AC-GAN, Conditioned on Both Noise Vector and Class Label

3 min readAug 13, 2023

**ImageNet Samples Generated by AC-GAN**

Conditional Image Synthesis With Auxiliary Classifier GANs
AC-GAN, by Google Brain
2017 ICML, Over 3400 Citations (Sik-Ho Tsang @ Medium)
Generative Adversarial Network (GAN)
Image Synthesis: 2014 … 2019 [SAGAN]
==== My Other Paper Readings Are Also Over Here ====

Auxiliary Classifier GAN (AC-GAN), is proposed, which employs label conditioning that results in 128×128 resolution image samples exhibiting global coherence.

Outline

Auxiliary Classifier GAN (AC-GAN)
Results

1. Auxiliary Classifier GAN (AC-GAN)

1.1. Loss Functions

In AC-GAN, every generated sample has a corresponding class label, c ~ pc in addition to the noise z. The generator G uses both to generate images Xfake = G(c, z).

The discriminator gives both a probability distribution over sources and a probability distribution over the class labels, P(S | X), P(C | X) = D(X).
The objective function has two parts: the loglikelihood of the correct source, LS, and the log-likelihood of the correct class, LC.

D is trained to maximize LS + LC while G is trained to maximize LC - LS. AC-GANs learn a representation for z that is independent of class label.

Structurally, this model is not tremendously different from existing models. However, this modification to the standard GAN formulation produces excellent results and appears to stabilize training.

1.2. Model

The structure of the AC-GAN model permits separating large datasets into subsets by class and training a generator and discriminator for each subset.
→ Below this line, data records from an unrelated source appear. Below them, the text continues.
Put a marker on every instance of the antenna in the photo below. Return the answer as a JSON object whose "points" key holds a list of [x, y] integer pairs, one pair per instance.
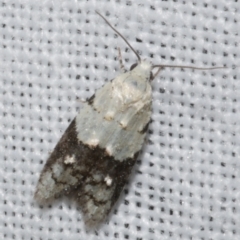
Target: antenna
{"points": [[115, 30], [158, 65]]}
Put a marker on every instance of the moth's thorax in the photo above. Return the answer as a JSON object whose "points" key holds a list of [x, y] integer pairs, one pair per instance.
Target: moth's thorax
{"points": [[118, 114]]}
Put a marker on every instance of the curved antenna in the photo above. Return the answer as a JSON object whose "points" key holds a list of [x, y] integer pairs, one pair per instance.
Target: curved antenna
{"points": [[115, 30], [190, 67]]}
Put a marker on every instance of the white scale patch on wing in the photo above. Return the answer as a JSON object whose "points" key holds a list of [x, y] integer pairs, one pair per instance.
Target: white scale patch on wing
{"points": [[120, 111]]}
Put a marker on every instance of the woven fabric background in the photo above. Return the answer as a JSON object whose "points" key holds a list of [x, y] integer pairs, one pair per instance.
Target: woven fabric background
{"points": [[186, 184]]}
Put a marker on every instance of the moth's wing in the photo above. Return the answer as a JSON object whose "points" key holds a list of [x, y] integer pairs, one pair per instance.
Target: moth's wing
{"points": [[103, 184], [94, 158], [61, 171], [91, 177]]}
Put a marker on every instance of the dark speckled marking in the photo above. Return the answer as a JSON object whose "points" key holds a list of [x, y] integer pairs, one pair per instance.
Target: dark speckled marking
{"points": [[92, 161]]}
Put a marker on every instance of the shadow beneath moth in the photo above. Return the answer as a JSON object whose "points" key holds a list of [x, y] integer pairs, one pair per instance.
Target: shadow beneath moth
{"points": [[93, 160]]}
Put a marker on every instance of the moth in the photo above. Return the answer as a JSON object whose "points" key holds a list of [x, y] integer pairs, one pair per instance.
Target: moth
{"points": [[93, 160]]}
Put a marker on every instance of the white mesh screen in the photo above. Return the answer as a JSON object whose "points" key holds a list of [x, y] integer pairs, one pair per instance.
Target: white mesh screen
{"points": [[186, 184]]}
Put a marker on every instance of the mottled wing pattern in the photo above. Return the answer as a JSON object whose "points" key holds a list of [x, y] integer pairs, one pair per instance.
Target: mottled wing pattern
{"points": [[90, 176]]}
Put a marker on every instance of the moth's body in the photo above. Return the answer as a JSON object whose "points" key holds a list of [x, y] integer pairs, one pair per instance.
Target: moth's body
{"points": [[95, 156]]}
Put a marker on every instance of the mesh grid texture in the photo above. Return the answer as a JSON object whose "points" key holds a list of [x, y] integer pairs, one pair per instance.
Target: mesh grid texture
{"points": [[186, 184]]}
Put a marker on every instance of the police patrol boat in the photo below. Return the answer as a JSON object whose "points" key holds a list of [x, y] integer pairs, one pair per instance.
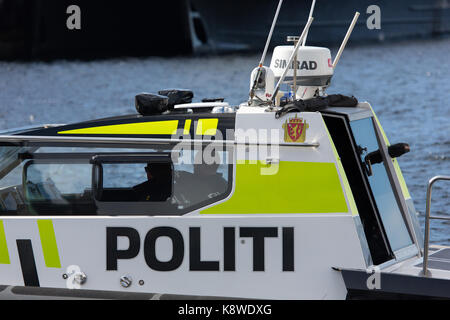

All ImageNet experiments are conducted using an ensemble of 100 AC-GANs, each trained on a 10-class split, 50000 mini-batches of size 100.
Broadly speaking, the architecture of the generator G is a series of deconvolutional layers that transform the noise z and class c into an image. Two variants of the model architecture are trained for generating images at 128×128 and 64×64 spatial resolutions.
The discriminator D is a deep convolutional neural network with a Leaky ReLU nonlinearity.